Im Angesicht des Brexits stehen der deutschen Konjunktur bereits in diesem Jahr heftige Turbulenzen ins Haus, warnt der BDI. „Wir können froh sein, wenn sich das aktuelle Niveau der Industrieproduktion in Deutschland aufrechterhalten lässt“, sagte BDI-Präsident Dieter Kempf Anfang April auf der Hannover-Messe. Der Verband rechnet gerade noch mit einer schwarzen Null bei diesem fürs Industrieland Deutschland richtungweisenden Wert.
„Im Falle des ungeordneten Ausstiegs der Briten aus der EU droht im laufenden Jahr ein Rückfall auf nur noch 0,7 Prozent Zuwachs des Bruttoinlandsprodukts“, betonte der BDI-Präsident. Zuletzt hatte der Industrieverband 1,2 Prozent Wachstum für 2019 prognostiziert.
Bei den deutschen Waren- und Dienstleistungsausfuhren rechnet der BDI für das laufende Jahr mit einem realen Plus von nur noch 1,5 Prozent. Zum wiederholten Mal wachsen die heimischen Importe rascher als die Exporte, was die Konjunktur bremst.
Der Brexit halte die deutsche Industrie unter Anspannung. „Mit der Fristverlängerung für den selbstgewählten Abschied der Briten aus der EU setzt sich die kraftraubende Unsicherheit für unsere Unternehmen fort“, sagte Kempf. Ob die kommenden Tage zu einem geordneten Ausstieg führen, dürfe bezweifelt werden. „Es besteht die Gefahr, dass die britische Politik ein weiteres Mal auf Kosten der Wirtschaft teuer Zeit erkauft – ohne die Rechnung verantworten zu wollen“, kritisierte der BDI-Präsident.
„Wenig hilfreich ist es bei diesem außenwirtschaftlichen Aprilwetter, wenn die Bundesregierung permanent nur an den letzten Sommer denkt“, sagte Kempf. „Es wird höchste Zeit für eine Wirtschaftspolitik, die Deutschlands Zukunft im Blick hat. Sie muss zugleich europäische und internationale Wetterumschwünge frühzeitig erkennen.“
Die Bundesregierung müsse Investitionen und Innovationen ankurbeln, anstatt sie in den aktuellen Haushaltsplanungen zurückzufahren. Für die Förderung der künstlichen Intelligenz wolle die Koalition zusätzlich nur eine Milliarde Euro bis 2023 investieren.
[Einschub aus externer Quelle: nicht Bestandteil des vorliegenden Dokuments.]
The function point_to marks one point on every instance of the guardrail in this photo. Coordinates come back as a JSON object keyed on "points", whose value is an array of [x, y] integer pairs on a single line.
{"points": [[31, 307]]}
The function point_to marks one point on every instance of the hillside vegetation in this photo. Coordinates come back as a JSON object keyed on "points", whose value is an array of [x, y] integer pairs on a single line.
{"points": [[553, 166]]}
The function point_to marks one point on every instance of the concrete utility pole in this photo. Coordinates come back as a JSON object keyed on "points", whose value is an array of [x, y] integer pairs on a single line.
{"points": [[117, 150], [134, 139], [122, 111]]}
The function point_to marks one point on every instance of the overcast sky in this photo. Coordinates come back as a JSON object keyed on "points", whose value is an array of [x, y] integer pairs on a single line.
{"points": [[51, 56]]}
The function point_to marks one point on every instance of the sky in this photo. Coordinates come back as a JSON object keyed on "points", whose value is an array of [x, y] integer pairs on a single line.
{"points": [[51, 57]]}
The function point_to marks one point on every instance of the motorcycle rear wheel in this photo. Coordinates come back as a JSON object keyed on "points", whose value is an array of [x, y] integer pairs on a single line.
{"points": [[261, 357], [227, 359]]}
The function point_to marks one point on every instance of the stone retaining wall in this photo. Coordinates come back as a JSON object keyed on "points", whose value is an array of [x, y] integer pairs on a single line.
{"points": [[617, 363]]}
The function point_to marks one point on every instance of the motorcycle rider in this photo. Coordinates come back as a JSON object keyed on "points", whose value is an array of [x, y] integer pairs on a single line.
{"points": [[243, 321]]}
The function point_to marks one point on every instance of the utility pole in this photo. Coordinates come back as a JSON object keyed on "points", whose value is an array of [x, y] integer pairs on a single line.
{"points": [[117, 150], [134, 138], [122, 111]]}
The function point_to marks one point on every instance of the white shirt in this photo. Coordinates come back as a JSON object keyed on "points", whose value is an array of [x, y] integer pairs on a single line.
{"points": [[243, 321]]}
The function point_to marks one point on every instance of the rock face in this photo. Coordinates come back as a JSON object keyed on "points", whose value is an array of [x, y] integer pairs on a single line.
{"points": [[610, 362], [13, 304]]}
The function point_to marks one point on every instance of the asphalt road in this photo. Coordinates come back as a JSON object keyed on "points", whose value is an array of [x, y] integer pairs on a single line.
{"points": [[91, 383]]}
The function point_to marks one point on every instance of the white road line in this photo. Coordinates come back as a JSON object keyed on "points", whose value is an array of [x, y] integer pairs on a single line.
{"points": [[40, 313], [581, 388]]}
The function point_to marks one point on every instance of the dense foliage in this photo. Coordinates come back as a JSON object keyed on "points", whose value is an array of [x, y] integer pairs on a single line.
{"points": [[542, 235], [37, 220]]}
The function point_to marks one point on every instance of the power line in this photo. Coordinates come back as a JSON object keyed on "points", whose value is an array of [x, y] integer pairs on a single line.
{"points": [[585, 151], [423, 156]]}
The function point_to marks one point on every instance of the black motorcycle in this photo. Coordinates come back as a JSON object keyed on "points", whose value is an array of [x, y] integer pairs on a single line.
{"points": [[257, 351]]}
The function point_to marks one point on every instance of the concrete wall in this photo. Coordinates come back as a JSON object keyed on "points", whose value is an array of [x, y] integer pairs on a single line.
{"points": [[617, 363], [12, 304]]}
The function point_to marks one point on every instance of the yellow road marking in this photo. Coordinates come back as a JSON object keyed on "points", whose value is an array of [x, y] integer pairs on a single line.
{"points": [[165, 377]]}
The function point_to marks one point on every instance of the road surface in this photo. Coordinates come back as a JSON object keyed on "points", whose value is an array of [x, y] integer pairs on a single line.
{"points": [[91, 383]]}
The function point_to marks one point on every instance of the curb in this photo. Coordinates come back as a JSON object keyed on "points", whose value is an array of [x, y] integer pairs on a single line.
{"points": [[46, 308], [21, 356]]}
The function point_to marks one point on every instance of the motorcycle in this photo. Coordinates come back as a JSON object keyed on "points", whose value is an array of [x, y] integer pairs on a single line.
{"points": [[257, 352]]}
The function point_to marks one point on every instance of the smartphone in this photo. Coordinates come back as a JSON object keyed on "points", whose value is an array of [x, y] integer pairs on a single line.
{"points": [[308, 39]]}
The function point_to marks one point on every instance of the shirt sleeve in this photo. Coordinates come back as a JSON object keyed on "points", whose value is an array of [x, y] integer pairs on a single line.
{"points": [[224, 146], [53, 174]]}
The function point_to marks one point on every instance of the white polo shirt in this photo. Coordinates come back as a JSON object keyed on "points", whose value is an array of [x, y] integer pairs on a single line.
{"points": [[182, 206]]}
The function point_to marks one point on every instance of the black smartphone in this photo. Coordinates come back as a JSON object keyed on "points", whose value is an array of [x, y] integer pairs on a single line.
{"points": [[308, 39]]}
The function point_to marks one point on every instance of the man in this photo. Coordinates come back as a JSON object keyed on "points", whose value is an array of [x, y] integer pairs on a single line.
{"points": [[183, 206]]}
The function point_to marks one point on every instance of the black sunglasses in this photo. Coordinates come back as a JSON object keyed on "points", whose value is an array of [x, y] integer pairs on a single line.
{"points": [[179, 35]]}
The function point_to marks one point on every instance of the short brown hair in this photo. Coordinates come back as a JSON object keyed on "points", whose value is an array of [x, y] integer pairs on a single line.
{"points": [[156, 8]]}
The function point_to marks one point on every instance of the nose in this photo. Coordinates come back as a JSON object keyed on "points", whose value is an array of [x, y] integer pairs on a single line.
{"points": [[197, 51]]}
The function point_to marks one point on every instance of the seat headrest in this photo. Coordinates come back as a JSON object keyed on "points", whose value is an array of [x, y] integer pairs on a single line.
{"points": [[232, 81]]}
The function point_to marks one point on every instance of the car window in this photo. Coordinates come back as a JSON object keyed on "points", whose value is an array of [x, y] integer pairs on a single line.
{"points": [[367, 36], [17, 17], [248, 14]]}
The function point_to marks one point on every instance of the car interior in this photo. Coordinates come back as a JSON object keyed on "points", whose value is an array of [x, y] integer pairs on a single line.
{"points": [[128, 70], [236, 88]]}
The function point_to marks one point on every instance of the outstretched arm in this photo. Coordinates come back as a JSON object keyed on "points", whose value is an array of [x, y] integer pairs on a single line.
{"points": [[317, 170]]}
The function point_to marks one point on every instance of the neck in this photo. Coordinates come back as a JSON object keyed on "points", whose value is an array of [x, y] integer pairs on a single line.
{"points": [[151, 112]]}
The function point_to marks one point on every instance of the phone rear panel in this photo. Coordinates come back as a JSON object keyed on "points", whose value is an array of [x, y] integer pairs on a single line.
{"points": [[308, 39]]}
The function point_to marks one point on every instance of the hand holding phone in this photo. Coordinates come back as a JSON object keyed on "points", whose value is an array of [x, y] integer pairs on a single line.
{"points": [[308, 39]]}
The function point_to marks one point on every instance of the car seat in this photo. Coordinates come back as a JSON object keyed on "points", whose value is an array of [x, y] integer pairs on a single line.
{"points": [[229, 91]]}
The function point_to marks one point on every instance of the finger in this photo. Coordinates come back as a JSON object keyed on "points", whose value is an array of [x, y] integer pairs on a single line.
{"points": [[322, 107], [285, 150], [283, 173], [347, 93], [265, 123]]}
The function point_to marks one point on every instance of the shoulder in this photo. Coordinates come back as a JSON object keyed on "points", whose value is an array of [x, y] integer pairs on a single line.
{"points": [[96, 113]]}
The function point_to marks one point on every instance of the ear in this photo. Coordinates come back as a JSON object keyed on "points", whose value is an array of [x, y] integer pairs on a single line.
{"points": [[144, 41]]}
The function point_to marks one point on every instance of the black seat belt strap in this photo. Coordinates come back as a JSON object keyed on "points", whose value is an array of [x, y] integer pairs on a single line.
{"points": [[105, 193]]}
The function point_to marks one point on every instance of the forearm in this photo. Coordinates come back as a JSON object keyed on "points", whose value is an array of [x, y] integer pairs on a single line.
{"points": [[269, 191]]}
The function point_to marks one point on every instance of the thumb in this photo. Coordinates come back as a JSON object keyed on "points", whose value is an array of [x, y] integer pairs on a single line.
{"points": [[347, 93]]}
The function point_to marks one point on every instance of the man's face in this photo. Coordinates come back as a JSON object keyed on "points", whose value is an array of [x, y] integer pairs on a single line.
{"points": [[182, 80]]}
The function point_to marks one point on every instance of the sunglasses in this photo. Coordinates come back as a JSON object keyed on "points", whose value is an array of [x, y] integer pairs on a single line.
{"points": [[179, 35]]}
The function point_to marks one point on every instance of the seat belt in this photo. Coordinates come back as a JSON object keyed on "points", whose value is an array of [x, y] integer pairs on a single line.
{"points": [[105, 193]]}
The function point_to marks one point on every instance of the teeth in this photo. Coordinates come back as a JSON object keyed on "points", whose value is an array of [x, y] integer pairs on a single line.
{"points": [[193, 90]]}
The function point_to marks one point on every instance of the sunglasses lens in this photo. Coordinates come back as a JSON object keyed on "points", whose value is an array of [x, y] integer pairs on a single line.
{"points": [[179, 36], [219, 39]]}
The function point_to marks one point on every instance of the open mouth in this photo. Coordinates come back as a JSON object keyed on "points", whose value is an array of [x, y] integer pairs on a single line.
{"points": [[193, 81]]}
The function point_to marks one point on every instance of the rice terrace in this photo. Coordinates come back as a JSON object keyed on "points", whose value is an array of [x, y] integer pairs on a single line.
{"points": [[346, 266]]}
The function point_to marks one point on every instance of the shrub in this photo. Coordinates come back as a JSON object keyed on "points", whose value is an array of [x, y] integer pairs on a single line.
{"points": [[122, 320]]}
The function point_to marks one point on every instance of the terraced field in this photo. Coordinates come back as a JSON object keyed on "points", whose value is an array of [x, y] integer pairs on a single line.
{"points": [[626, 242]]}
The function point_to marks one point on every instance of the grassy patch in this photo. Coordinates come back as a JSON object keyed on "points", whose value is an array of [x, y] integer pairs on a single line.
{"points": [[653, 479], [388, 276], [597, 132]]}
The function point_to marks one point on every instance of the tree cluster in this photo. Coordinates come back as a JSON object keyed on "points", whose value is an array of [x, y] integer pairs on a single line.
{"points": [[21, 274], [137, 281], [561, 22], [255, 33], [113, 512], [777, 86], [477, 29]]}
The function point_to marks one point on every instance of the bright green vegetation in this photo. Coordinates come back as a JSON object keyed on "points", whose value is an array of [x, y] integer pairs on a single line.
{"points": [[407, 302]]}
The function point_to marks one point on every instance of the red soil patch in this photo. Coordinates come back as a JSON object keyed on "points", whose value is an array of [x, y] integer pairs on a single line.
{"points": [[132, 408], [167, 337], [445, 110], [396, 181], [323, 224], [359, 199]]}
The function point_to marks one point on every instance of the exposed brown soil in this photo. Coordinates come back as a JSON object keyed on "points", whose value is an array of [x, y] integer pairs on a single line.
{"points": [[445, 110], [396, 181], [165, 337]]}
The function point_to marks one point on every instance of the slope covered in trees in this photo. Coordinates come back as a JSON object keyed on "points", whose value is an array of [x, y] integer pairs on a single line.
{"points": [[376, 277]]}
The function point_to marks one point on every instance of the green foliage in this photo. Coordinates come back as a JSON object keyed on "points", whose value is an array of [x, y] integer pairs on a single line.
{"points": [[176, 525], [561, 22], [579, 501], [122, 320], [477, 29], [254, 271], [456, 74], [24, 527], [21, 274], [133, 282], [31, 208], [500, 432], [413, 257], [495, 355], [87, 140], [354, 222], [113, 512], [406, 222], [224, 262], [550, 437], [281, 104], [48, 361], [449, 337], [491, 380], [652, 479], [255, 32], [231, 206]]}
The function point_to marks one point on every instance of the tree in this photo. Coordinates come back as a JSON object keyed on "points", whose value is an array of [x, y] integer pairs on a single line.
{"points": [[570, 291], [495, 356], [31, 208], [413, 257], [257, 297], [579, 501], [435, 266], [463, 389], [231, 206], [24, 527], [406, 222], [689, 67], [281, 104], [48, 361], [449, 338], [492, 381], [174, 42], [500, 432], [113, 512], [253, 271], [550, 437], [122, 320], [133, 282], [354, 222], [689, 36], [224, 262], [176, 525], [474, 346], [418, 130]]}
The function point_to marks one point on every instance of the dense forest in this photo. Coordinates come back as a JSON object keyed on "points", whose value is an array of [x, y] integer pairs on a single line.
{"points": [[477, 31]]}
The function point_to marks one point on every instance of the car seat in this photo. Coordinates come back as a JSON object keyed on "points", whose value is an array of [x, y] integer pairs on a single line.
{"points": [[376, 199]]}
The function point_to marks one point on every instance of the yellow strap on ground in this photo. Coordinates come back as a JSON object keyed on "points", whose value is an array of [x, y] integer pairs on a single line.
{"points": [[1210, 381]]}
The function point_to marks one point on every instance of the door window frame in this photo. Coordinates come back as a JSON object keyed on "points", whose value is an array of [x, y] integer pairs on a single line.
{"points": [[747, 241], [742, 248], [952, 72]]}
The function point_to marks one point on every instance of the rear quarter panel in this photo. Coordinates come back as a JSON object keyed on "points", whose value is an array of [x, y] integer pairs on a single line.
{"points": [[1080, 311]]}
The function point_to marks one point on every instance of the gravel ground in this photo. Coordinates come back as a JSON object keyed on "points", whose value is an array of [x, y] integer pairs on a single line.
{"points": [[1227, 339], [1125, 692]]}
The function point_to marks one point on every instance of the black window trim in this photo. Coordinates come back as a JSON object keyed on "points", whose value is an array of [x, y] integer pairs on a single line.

Dies sei das falsche Signal, kritisierte Kempf. „Jede vierte Maschine ist bereits mit dem Internet verbunden“, erklärte der BDI-Präsident. „Mit den Möglichkeiten von künstlicher Intelligenz wird die nächste Stufe von Industrie 4.0 gezündet.“
Die Bundesregierung entferne sich jedoch weiter vom Ziel, dreieinhalb Prozent des Bruttoinlandsprodukts in Forschung und Entwicklung zu investieren. „Unser Fazit lautet: Die Große Koalition gibt das Geld falsch aus“, sagte Kempf weiter.
Der BDI-Präsident forderte die EU-27 zu mehr Zusammenarbeit auf. „Nur wenn die Mitgliedstaaten ihre Kräfte zur Entwicklung von Systemen zur künstlichen Intelligenz bündeln, bleibt Europa international wettbewerbsfähig“, erklärte Kempf. Die EU müsse ihre Hausaufgaben machen: Mehr Förderung von Forschung und Entwicklung sei nötig, eine gesamteuropäische Infrastruktur für Verkehr, Energie und digitale Netze müsse vorankommen. „Die Institutionen der Europäischen Union müssen sich wieder um mehr kümmern als nur um den Abschied der Briten“, verlangte der BDI-Präsident.